The way I plan to tackle this issue is by using a Fast Fourier Transform (FFT), which is a computational way to separate out a signal (in this case a sound signal) into its component frequencies (this video provdies a great intuitive explanation for how and why the fourier transform does what it does).

By taking the FFT of each incoming signal, whichever algorithm is used to estimate the direction of incoming sound can be applied to each detected frequency, allowing the direction of multiple sounds at once to be accurately estimated.

But why does the FFT Change Things?

Keyboard playing E2

Keyboard playing A2

Me singing A2 (slightly sharp loll)

Peaks are (in Hz): 111, 223, 334,445

Me singing E3 with "ahh" vowel

Peaks are (in Hz): 111, 223, 334,445

Me singing E3 with "ooh" vowel

Peaks are (in Hz): 111, 223, 334,445

Sounds tend to have different makeups in terms of which frequencies are present in them, typically due to variations in pitch, i.e. which “note” the sound has, and the timbre, which is the character of the sound (what the sound sounds like). For example, you can have a car horn and a person’s voice create the same note, but they have distinct timbre, you can have multiple people talking at once (with similar tibre as voices tend to sound similar), but at different pitches.

To illustrate the difference between these two, consider the following FFT plots of my keyboard’s piano sound and my voice; note that the horizontal axis is frequency in Hz, and the vertical axis is intensity in decibels.
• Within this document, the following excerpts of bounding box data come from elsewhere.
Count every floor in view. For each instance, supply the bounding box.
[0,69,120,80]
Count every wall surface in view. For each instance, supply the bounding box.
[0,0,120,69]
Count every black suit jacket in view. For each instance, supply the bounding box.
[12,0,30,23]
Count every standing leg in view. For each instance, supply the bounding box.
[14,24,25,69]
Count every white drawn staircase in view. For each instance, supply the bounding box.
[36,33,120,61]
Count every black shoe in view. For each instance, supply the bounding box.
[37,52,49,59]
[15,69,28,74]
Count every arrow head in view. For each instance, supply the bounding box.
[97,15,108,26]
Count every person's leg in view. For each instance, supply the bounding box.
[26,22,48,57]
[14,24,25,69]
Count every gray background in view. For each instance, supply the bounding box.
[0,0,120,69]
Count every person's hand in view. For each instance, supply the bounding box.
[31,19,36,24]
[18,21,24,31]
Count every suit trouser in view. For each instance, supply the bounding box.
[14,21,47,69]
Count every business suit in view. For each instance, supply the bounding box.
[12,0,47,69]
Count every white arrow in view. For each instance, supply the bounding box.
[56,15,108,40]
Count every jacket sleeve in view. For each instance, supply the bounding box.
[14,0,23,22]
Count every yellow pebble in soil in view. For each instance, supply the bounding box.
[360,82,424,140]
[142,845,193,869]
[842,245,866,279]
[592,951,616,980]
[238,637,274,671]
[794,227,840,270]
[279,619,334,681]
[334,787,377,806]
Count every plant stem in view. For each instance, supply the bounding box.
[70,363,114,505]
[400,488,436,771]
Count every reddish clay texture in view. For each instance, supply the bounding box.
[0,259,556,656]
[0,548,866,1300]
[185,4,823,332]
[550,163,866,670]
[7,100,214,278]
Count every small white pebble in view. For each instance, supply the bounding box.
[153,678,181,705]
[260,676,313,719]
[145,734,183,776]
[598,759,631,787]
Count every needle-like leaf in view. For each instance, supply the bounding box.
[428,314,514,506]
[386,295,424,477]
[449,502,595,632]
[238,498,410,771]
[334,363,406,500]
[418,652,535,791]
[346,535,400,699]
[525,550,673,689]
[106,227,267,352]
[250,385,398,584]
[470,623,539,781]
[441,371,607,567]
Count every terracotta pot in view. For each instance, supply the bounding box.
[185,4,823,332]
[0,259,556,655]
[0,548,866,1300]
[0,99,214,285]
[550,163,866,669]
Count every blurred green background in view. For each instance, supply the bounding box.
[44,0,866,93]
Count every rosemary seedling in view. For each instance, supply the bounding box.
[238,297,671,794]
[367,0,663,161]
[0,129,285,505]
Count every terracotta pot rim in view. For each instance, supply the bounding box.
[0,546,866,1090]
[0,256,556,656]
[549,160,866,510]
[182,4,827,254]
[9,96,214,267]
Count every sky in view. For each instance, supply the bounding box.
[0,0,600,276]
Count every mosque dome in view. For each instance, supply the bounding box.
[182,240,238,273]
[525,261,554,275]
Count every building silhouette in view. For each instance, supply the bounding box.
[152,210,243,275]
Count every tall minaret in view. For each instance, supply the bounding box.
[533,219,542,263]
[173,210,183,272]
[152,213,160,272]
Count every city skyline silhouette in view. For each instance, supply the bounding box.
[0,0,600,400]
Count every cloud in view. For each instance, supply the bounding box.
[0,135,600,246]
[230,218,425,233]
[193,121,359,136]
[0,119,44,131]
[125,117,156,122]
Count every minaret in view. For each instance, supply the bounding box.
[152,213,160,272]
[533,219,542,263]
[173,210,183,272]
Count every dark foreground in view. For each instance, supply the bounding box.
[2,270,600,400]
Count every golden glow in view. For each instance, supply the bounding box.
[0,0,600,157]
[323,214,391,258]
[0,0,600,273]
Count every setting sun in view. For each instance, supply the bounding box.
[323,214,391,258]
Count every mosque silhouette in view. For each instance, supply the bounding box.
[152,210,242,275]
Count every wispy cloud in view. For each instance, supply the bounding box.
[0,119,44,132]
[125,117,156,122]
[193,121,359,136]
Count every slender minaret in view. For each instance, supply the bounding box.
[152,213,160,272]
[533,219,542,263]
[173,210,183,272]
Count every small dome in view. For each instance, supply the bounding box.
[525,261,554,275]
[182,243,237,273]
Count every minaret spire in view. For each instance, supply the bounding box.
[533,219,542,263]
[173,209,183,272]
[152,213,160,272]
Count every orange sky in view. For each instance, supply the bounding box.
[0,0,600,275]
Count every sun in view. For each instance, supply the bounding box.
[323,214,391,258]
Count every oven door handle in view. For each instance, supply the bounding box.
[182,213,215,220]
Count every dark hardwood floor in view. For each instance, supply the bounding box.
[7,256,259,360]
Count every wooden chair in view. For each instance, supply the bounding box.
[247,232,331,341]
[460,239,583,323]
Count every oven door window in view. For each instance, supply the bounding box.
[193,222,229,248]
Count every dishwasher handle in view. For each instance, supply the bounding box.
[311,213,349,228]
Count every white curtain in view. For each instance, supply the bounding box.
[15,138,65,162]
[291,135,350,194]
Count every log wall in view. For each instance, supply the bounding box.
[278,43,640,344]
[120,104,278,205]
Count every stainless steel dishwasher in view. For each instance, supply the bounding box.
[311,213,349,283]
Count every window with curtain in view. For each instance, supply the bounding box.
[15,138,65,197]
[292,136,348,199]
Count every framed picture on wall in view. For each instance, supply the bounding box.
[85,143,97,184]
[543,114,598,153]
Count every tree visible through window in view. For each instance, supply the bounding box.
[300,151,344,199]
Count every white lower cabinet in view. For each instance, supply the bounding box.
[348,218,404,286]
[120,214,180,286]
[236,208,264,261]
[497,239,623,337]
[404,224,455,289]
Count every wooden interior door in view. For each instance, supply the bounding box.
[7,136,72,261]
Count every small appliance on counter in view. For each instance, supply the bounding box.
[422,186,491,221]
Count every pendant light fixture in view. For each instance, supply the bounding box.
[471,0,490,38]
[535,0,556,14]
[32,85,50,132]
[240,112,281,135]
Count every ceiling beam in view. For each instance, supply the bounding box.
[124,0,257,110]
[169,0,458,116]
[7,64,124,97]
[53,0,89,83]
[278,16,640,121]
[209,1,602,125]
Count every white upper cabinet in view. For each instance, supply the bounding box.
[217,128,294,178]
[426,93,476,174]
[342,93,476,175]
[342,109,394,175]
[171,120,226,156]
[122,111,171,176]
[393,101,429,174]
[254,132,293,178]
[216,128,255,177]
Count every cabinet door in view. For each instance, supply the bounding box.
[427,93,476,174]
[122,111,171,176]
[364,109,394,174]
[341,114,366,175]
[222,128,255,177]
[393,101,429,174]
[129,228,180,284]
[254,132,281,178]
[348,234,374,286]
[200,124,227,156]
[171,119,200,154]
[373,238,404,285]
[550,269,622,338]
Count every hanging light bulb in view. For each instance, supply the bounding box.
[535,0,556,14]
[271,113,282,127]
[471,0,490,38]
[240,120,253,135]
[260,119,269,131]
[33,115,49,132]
The pitch of a sound is typically measured with its base (AKA lowest) frequency; check out how both A2s have almost the same base frequency, and hence are almost the same note (I sang the A a little bit sharp, i.e. a little too high).

Note some interesting similarities between these images:

Both Keyboard notes have higher harmonic frequencies present than the voice FFT plots do. This is due to the difference in timbre between these sounds.
Similarly, note the difference in the frequencies present between me singing an E3 with an “ahh” vs “ooh” vowel; the change in timbre is shown by the change in frequencies present (“aah” seems to have higher frequencies present).

If you choose any pair out of these FFT plots, there are almost always frequencies that are distinct to each sound. If the sounds have different pitch, then the base frequency, as well as most others, are shifted up or down, and can be distinguished due to this. If the sounds have different timbre, they have differently shaped fft plots with different frequencies present, although it’s true that many frequencies overlap.

Applying an FFT to a sound signal gives you the intensity of each frequency present in the sound, and in principle, with some processing, measuring intensity with multiple microphones should enable an estimate of the direction of that sound to be made.

So, picture taking the FFT of each of the three microphones in the above example multiple times per second, and instead of using the intensity of the audio signal as a whole, we can use the intensity of each component frequency to estimate in which direction each frequency is mainly coming from. Since most sounds you hear at a given moment tend to have unique pitch and timbre, this approach should enable the system to predict the direction of origin of multiple sounds at once.

Hopefully this approach successfully allows multiple sounds to be tracked simultaneously, but if it is ulitmately unsuccessful, other approaches such as using the phase of each frequency and directional microhpones will be explored.